The project consists of the following services, each running in its own container:

Mandatory:

  • NGINX - Reverse proxy, sole entry point via HTTPS (port 443)
  • WordPress + php-fpm - Content management system (port 9000, internal)
  • MariaDB - Database server (port 3306, internal)

Bonus:

  • Redis - Object cache for WordPress
  • FTP - File access to WordPress volume (port 21)
  • Static Site - HTML website served by NGINX (port 8080)
  • Adminer - Database management UI (port 8081)
  • Portainer - Docker management UI (port 8082)

Design Choices

All images are built from debian:12 (penultimate stable). No pre-built images from DockerHub are used. Passwords are stored using Docker secrets, not environment variables.

Virtual Machines vs Docker

Virtual Machine Docker
Isolation Full OS with its own kernel Shares host kernel, isolated processes
Size Gigabytes (full OS) Megabytes (only application and dependencies)
Startup Minutes Seconds
Resources Heavy (dedicated CPU, RAM) Lightweight (shared resources)
Use case Full OS isolation needed Application isolation and deployment

VMs virtualize hardware and run a complete OS. Docker virtualizes the OS and runs isolated processes. Docker is faster and lighter but provides less isolation.

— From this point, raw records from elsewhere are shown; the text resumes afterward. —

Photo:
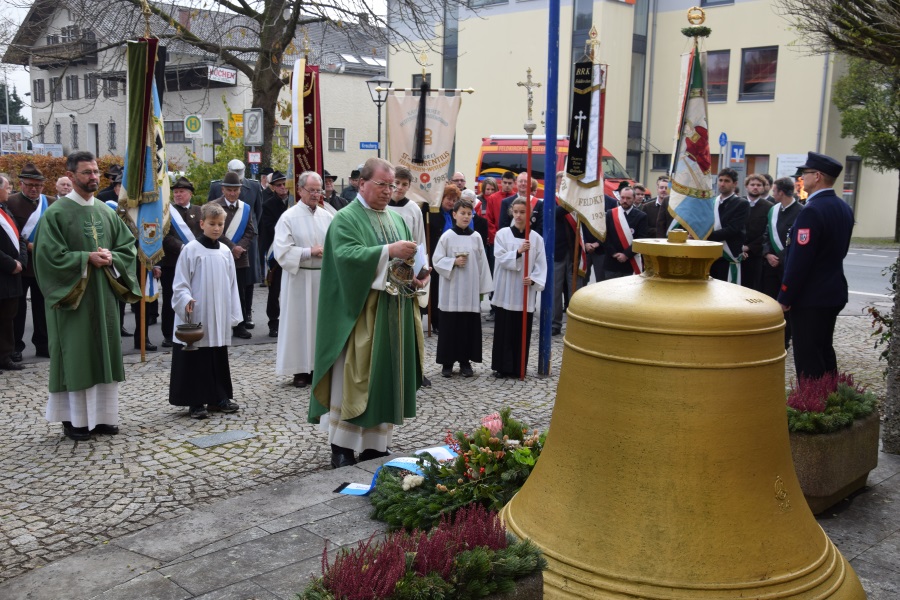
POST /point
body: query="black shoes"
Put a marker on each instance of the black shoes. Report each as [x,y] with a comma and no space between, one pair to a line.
[78,434]
[226,406]
[9,365]
[103,429]
[341,457]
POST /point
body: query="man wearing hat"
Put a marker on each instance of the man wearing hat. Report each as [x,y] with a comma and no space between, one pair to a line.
[252,194]
[27,208]
[185,226]
[239,233]
[331,196]
[814,289]
[109,193]
[349,193]
[274,206]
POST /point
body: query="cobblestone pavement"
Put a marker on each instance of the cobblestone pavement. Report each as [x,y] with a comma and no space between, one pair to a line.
[58,497]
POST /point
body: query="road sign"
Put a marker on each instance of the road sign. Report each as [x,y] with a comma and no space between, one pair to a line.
[193,126]
[253,128]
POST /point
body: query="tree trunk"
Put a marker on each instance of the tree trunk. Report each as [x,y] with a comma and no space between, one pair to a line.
[890,429]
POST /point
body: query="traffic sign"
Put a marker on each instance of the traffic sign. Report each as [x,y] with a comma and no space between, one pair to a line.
[193,126]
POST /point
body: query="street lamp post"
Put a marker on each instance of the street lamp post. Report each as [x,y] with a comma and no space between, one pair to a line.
[378,87]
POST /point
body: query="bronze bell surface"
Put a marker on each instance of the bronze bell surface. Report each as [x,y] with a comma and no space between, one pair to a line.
[667,471]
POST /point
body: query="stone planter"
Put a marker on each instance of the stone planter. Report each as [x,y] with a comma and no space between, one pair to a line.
[832,466]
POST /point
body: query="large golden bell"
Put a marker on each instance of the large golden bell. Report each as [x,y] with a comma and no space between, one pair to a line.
[667,472]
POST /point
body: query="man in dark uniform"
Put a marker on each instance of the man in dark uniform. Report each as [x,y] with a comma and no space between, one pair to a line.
[27,208]
[620,257]
[185,226]
[731,216]
[814,289]
[239,240]
[273,208]
[778,226]
[13,258]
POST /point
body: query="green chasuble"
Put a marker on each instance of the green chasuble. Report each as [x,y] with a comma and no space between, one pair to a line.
[381,332]
[81,300]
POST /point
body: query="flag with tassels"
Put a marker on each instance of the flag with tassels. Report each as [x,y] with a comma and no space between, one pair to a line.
[691,198]
[144,197]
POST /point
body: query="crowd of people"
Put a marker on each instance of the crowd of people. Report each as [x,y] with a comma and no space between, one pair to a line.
[385,265]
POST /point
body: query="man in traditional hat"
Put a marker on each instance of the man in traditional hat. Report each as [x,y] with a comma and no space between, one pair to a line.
[84,261]
[331,195]
[349,192]
[814,289]
[185,226]
[27,208]
[13,258]
[110,193]
[239,235]
[251,193]
[273,208]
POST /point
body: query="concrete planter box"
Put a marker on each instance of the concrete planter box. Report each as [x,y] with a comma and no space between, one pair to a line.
[832,466]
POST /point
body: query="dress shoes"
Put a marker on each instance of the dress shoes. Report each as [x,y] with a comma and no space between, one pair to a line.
[78,434]
[103,429]
[341,457]
[9,365]
[369,454]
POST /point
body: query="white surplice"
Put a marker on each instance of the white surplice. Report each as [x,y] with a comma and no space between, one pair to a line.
[297,231]
[207,276]
[508,270]
[461,287]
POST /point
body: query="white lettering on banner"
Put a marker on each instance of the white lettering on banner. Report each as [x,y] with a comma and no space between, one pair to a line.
[222,74]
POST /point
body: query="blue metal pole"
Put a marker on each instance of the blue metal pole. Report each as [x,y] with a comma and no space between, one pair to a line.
[547,298]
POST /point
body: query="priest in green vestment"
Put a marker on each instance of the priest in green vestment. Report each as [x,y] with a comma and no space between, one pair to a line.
[369,343]
[84,262]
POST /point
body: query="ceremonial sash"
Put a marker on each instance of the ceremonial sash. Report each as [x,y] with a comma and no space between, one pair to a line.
[31,224]
[734,264]
[623,231]
[774,239]
[238,224]
[181,228]
[9,227]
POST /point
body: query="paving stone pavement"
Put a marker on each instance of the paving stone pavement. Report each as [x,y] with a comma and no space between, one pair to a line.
[58,497]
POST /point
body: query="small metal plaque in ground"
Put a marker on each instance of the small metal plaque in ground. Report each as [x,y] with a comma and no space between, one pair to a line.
[226,437]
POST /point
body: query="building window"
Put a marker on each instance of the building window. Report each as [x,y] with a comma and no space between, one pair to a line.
[758,68]
[717,75]
[110,88]
[55,89]
[335,139]
[661,162]
[90,86]
[38,90]
[175,132]
[71,87]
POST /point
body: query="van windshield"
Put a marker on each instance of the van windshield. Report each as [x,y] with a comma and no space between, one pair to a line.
[494,164]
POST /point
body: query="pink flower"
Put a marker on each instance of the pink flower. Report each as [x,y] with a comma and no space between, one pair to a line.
[493,423]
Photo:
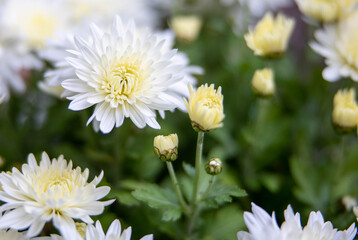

Secrets vs Environment Variables

Secrets Environment Variables
Storage Files mounted in /run/secrets/ Available in process environment
Visibility Only accessible inside the container Visible via docker inspect
Security More secure, not exposed in logs Can leak in logs or inspect output
Use case Passwords, API keys Configuration (domain, usernames)

This project uses secrets for passwords and environment variables for non-sensitive configuration.

Docker Network vs Host Network

Docker Network (bridge) Host Network
Isolation Containers in isolated network Containers share host network
Communication By container name (DNS) By localhost and ports
Security Containers not exposed by default All ports exposed to host
Port mapping Explicit with ports: Not needed

This project uses a bridge network called inception. Containers communicate by name (e.g., WordPress connects to mariadb). Only NGINX exposes port 443 to the outside.

Docker Volumes vs Bind Mounts

Docker Volumes Bind Mounts
Management Managed by Docker Direct host path
Portability More portable Depends on host path
Performance Optimized by Docker Native filesystem
Backup Via Docker commands Direct file access

This project uses named volumes with driver_opts to map to specific host directories (/home/jpuerto-/data/), combining the benefits of both approaches.